The new agreement calls for the Fed to assume control of $30 billion of Bear Stearns' assets, which will be managed by New York-based investment firm BlackRock Inc. If there are losses on those assets, JPMorgan will take responsibility for the first $1 billion, with the Fed absorbing the rest.
If the Fed does lose money, the central bank's payments to the government could be reduced. The 12 Federal Reserve banks paid $34.4 billion of their $41.9 billion in total income to the Treasury last year, the majority of which was earned through income on government-backed securities.
Representatives of Bear Stearns and JPMorgan couldn't immediately be reached for comment. Spokeswomen for the Treasury Department and the Fed said they would respond to the senators' request.

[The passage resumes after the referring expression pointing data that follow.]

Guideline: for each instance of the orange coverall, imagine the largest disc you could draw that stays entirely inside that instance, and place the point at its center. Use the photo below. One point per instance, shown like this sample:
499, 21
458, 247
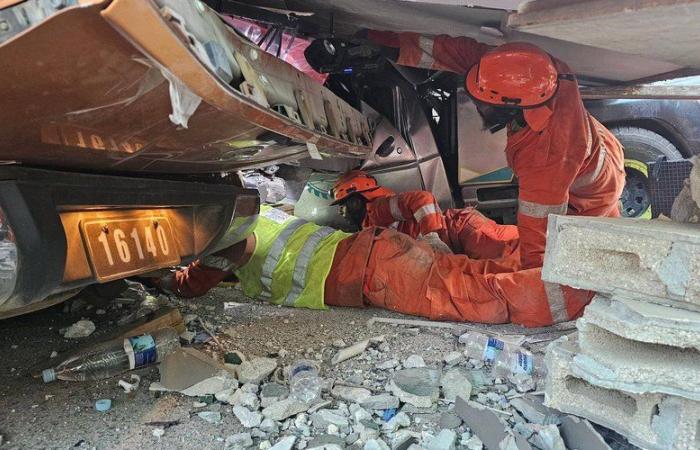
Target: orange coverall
465, 231
565, 160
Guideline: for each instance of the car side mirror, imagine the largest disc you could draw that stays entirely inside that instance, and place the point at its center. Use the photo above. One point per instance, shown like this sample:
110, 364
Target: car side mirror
387, 147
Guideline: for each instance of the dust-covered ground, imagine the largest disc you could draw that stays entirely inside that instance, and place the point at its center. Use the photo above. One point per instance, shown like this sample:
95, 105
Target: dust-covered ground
62, 414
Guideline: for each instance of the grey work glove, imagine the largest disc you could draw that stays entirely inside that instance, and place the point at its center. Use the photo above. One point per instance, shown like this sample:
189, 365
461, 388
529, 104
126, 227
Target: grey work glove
435, 242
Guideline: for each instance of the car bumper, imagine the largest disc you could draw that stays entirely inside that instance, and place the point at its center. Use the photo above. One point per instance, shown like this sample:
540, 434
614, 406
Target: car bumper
46, 210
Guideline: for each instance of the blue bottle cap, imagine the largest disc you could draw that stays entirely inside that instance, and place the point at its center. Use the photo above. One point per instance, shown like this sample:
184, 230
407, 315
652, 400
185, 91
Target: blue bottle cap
103, 405
48, 375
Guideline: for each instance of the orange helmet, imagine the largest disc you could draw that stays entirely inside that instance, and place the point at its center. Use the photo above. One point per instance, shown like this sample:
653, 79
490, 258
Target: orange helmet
360, 182
514, 74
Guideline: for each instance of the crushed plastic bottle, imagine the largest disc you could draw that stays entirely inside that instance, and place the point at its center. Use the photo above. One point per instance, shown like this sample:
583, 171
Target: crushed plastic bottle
505, 358
115, 357
304, 382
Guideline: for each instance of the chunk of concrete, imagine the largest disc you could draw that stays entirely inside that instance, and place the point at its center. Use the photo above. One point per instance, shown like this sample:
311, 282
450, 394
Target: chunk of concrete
645, 322
534, 411
351, 393
419, 386
248, 418
611, 361
547, 437
381, 401
445, 440
349, 352
284, 409
653, 421
579, 433
484, 423
286, 443
642, 259
321, 419
238, 441
256, 370
455, 384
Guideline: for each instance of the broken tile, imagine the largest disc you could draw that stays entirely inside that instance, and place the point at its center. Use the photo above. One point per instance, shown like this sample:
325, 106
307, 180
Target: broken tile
420, 387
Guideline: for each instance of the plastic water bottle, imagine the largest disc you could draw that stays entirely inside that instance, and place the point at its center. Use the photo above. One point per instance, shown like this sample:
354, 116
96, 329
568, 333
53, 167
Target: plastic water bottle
515, 363
505, 358
485, 348
115, 357
304, 382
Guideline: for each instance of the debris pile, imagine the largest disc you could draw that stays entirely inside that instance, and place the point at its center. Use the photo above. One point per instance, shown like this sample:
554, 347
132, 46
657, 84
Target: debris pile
635, 363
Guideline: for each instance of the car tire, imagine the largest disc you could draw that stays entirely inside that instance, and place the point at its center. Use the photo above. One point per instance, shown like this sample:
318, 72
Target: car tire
641, 147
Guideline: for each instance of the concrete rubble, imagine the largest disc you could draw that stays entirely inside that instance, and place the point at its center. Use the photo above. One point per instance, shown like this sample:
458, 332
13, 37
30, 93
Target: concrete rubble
648, 260
633, 366
411, 386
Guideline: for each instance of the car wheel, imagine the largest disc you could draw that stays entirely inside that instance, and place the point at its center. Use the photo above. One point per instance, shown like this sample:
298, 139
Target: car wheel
641, 147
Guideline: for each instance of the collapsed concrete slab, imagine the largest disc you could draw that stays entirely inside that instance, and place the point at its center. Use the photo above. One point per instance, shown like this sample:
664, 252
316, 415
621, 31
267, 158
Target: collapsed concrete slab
653, 421
614, 362
643, 259
645, 322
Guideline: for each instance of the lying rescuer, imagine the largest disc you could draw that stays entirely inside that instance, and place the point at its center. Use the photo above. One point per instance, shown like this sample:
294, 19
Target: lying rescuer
465, 231
296, 263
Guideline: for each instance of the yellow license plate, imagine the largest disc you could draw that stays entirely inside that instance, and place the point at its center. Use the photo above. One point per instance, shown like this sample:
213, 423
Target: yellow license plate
121, 247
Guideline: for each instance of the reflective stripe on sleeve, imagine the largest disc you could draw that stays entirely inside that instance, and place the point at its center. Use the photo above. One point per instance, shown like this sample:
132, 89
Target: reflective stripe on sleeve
301, 265
426, 57
395, 209
217, 262
539, 210
425, 211
276, 249
557, 302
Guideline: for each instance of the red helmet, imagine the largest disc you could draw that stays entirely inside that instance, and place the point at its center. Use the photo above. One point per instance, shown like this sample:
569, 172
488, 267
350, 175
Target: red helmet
358, 181
514, 74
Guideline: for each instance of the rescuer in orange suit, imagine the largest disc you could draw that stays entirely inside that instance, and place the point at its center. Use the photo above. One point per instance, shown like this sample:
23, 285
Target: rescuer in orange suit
566, 162
417, 214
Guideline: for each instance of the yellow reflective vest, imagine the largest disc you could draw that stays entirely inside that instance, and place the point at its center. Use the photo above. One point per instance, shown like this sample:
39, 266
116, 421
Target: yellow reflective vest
291, 261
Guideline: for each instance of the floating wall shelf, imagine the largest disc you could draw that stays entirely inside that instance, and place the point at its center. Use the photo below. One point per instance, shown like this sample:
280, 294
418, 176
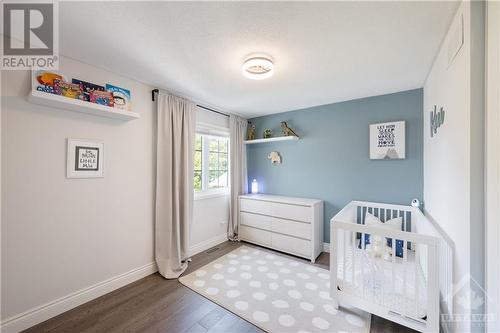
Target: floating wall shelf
279, 138
76, 105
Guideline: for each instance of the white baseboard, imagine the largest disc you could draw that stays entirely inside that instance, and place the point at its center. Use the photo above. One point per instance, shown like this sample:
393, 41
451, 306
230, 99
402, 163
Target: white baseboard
205, 245
326, 247
41, 313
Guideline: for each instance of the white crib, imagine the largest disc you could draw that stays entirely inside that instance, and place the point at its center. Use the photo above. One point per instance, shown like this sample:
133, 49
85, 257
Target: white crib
405, 289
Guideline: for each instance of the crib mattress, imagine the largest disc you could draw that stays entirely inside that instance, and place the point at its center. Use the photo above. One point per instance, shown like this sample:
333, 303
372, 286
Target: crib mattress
399, 285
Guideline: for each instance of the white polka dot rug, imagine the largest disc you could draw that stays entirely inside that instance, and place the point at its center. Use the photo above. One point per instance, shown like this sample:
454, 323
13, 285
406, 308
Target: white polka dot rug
274, 293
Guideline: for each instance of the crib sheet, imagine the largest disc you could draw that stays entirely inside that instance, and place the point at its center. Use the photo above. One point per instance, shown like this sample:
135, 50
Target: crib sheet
385, 283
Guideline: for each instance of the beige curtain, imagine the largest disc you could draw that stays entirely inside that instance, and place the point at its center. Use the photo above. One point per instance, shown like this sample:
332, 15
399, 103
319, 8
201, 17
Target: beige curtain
174, 183
238, 171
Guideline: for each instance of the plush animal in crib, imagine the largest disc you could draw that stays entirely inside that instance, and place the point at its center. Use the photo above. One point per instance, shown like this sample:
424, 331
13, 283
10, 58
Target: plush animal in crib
275, 157
378, 248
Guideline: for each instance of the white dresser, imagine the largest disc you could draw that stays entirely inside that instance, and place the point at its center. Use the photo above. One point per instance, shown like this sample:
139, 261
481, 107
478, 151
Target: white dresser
292, 225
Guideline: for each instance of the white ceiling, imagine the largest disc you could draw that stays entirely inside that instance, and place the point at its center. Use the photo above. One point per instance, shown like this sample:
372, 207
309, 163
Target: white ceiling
324, 52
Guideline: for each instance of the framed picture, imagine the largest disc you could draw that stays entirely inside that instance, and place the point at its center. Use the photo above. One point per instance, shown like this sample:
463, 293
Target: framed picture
387, 141
85, 159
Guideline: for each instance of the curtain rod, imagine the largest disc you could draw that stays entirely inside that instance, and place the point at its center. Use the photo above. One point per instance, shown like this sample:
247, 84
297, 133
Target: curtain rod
155, 91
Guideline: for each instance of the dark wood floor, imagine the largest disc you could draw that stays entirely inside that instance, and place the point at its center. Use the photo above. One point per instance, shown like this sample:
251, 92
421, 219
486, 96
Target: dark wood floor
154, 304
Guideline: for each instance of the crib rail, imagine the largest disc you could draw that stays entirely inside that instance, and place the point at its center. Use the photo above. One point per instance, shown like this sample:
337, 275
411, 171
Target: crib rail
403, 284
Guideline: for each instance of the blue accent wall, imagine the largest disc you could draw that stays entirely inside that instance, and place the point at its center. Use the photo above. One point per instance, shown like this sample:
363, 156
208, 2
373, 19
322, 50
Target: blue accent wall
331, 160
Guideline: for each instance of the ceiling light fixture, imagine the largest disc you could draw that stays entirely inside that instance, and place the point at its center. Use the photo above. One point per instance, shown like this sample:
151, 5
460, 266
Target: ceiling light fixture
258, 68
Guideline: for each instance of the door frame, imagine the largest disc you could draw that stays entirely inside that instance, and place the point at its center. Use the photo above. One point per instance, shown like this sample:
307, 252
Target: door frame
492, 183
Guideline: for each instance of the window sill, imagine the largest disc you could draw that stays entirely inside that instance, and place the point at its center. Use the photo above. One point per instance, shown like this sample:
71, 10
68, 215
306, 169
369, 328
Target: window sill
210, 194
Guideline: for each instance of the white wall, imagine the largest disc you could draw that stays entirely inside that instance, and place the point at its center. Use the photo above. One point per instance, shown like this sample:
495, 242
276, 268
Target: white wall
453, 159
61, 235
210, 213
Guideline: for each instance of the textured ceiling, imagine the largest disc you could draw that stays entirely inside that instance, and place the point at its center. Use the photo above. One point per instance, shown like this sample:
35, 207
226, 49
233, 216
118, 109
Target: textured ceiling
324, 52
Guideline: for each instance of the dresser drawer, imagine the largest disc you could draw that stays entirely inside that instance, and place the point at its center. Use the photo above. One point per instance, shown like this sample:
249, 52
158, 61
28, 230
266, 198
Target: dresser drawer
292, 228
292, 212
256, 221
255, 235
291, 244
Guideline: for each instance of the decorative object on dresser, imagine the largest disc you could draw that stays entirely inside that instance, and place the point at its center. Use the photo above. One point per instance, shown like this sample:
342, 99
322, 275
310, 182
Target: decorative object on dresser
251, 134
287, 224
275, 157
387, 141
287, 131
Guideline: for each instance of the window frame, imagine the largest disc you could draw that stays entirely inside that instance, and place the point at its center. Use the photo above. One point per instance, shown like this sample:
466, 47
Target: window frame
205, 192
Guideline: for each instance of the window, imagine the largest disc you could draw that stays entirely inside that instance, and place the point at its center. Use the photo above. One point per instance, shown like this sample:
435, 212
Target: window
210, 162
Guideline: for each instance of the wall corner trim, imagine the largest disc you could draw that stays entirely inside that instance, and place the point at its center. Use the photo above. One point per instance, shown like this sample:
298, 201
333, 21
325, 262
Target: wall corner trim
326, 247
41, 313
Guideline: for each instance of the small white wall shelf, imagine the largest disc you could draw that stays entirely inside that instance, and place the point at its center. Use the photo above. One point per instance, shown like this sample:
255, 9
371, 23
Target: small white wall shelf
76, 105
279, 138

Rep. Henry Waxman, D-Calif., who heads the House Oversight and Government Reform Committee, is also collecting information for an inquiry, a committee aide said last week.
In addition to the Bear Stearns rescue, the Fed, in the broadest use of its lending authority since the 1930s, is letting squeezed Wall Street investment houses go directly to the central bank for emergency loans. That had been a privilege reserved for commercial banks.
The corrosion of Bear Stearns has prompted calls for tighter controls over investment banks including stricter cushions against losses. Paulson said that the breakdown of Bear Stearns underscores a need to bring investment banks under the same kind of federal oversight commercial banks receive. The Bush administration aims to soon release its own blueprint for regulatory overhaul.
"This latest episode has highlighted that the world has changed as has the role of other nonbank financial institutions and the interconnectedness among all financial institutions," Paulson said in a speech to the U.S. Chamber of Commerce.
Rep. Barney Frank, the Massachusetts Democrat who heads the House Financial Services Committee, last week unveiled a proposal to give the Fed or a new regulator the power to supervise the operations of major financial players. Critics see the current regulatory system as ineffective and unwieldy patchwork.
The Fed, divisions of the Treasury Department and the Securities and Exchange Commission each have jurisdiction over different types of financial institutions.